Pendant les 3 premières semaines je n’ai pas touché l’instrument. J’avais besoin d’une rupture, de me mettre à l’arrêt pour accepter l’événement, d’observer comment j’encaissais le coup sans chercher à résister. Je fais souvent ça en fait, cette disponibilité permet aux idées de germer. Tu me demandes si je travaille. En fait, pour moi le travail c’est 3 dimensions à la fois. 1 – ce qui me préoccupe : ce qui me travaille, 2 -ce dont je m’occupe : ce sur quoi je travaille et 3 – ce que je deviens : ce dont « j’accouche » comme une femme lorsqu’elle est en travail. Le travail de l’instrument nécessite de la discipline, de la régularité, c’est indispensable, mais il n’est pas dissocié du reste.

Comment arrives-tu à jouer « avec » les autres ?

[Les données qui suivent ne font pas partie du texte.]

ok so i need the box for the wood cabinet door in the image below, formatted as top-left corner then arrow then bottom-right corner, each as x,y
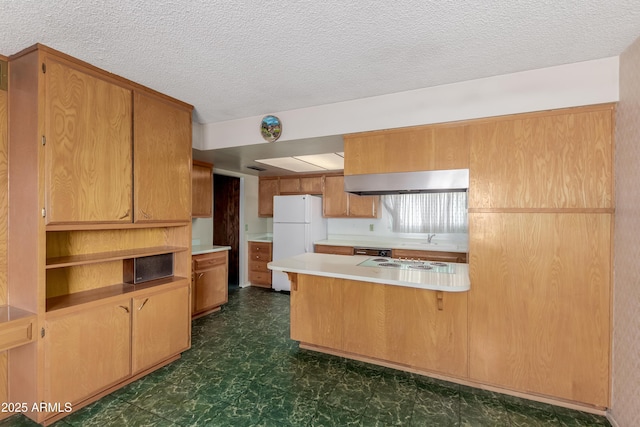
386,286 -> 468,377
342,280 -> 386,360
133,92 -> 191,222
344,124 -> 468,175
193,252 -> 228,314
44,57 -> 133,224
291,274 -> 343,349
192,162 -> 213,218
468,213 -> 611,406
314,244 -> 354,255
468,107 -> 613,209
258,178 -> 279,217
132,284 -> 190,374
322,175 -> 348,217
45,299 -> 131,406
300,176 -> 323,194
278,177 -> 301,194
347,193 -> 379,218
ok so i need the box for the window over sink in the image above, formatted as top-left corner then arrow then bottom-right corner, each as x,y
382,192 -> 468,233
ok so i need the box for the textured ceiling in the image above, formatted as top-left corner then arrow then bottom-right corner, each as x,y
2,1 -> 640,125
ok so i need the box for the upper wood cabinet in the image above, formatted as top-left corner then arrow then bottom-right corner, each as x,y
280,176 -> 324,195
192,160 -> 213,218
44,56 -> 133,224
468,106 -> 614,210
258,177 -> 279,217
323,175 -> 379,218
344,124 -> 468,175
278,177 -> 301,194
133,92 -> 192,223
300,176 -> 323,194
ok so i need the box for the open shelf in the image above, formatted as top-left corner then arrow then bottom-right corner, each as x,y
46,246 -> 188,269
45,276 -> 189,313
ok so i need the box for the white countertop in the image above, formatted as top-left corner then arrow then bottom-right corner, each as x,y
268,253 -> 470,292
247,234 -> 273,243
314,236 -> 468,253
192,245 -> 232,255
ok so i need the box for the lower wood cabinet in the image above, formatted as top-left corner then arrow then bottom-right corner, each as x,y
314,244 -> 354,255
391,248 -> 468,263
192,251 -> 229,317
291,275 -> 343,349
468,212 -> 611,407
45,298 -> 132,407
290,274 -> 467,378
248,242 -> 272,288
44,282 -> 190,409
132,285 -> 190,374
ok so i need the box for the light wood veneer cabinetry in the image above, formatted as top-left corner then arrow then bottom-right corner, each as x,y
290,274 -> 467,378
314,244 -> 354,255
6,44 -> 193,424
133,92 -> 192,223
258,175 -> 324,217
258,178 -> 279,217
248,242 -> 272,288
391,249 -> 467,263
322,175 -> 379,218
44,56 -> 133,224
192,160 -> 213,218
343,124 -> 469,175
191,251 -> 228,318
467,104 -> 614,408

Si je est un autre, alors c’est avec celui là que, peut-être, je cherche à jouer ! Comment jouer de tout ça ? Je suis très stimulé par cette situation, j’ai eu quelques échanges très forts autour de ce qui nous arrive avec des gens très différents. C’est d’ailleurs la matière de départ du projet dont je parlais plus haut. Toute cette fébrilité, cette tension, c’est un moment où beaucoup de choses se jouent en effet. Pour l’instant, je me sens mode free jazz: je prend la vague comme elle vient, j’essaye de rentrer en synergie avec le chaos des éléments/événements, j’improvise avec les moyens du bord, et à dieu vat !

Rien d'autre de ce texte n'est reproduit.